I chose the chapter on “difference” with the hope that it would touch on semiotics and the definition of the human. I was not disappointed. The first half of the chapter was deceptively simple, parsing ethical concerns in animal studies through discussion of “saming’ and “differencing’ and anthropomorphism and anthropodenial. The chapter grew both more interesting and more complex towards its end, when Weil tackled the problem of agency. She offered a number of schema for conceptualizing it. I’m going to try to piece those schema together more specifically/concretely than she did.

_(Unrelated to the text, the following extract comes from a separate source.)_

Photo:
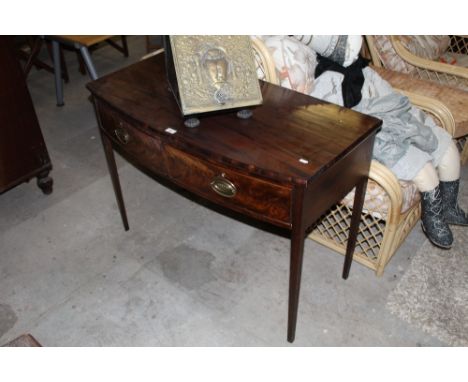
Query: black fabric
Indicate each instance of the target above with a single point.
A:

Weil mentions that third wave feminism “rejects the very idea of ‘identity,’” as “unreal metaphysics” and that a parallel movement in animal scholarship rejects the category of the human. The rejection of these categories intend to shift focus from “difference,” which, as Weil notes, “almost immediately implies hierarchy,” to responsibility and relationalities. A focus on responsibility, however, necessarily implies agency, which is implicated in Descartes’ distinction between the intentional human and the “instinctual” animal. To erode this binary, Weil first engages Derrida’s conception of “trace” and later evokes Donna Haraway’s definition of responsibility as “a relationship crafted intra-action through which entities, subjects, and objects come into being.” As Weil says, Haraway “thinks notions of emergent or deferred identities—the fact that ‘partners do not precede their relating’—in terms of an ethical demand. The capacity to respond is dependent on and thus should be responsive to those relatings by which it is constituted in the first place. Differences between identities are and will continue to be differences within any given identity.” The most interesting move comes at the end of this section when Weil describes this move of Haraway’s as a more descriptive evocation of the semiotic concept of “trace”—one that recasts it as a “material, affective, and potentially ethical force that ties me to who precedes me, who has made me who I am, and to whom I am thus indebted.” I thought this was a super interesting and even performative way to conceptualize the problem, grafting the “warm” topics of affect and (potentially organic) materiality to something as bloodless as semiotics, and vice versa.
In further addressing the problem of agency, Weil offers Uexkull, who, as she says, “coined the term Umwelt to call attention to the fact that different species inhabit different phenomenal worlds.” Uexkull “emphasizes that all animals exist within their own particular world or environment ‘to the same degree of perfection’ in order to guard against hierarchical evaluations between them.” When we merge this theory with Haraway’s, the relating bodies are not individuals but entire worlds. This is a difference merely of degree, considering that Haraway appears to consider individuals amalgams in their own right. Weil mentions Deleuze and Guattari’s concepts of becoming, and though she doesn’t say so directly, I got the sense that she entertains their conception of identity as well, which envisions individuals as an amalgam of differing and frequently conflicting desires. More important, however, is Haraway’s aforementioned description of these identities as constituted only through interaction with each other. This is the fact that has the most ethical implications, and I think it should be highlighted accordingly.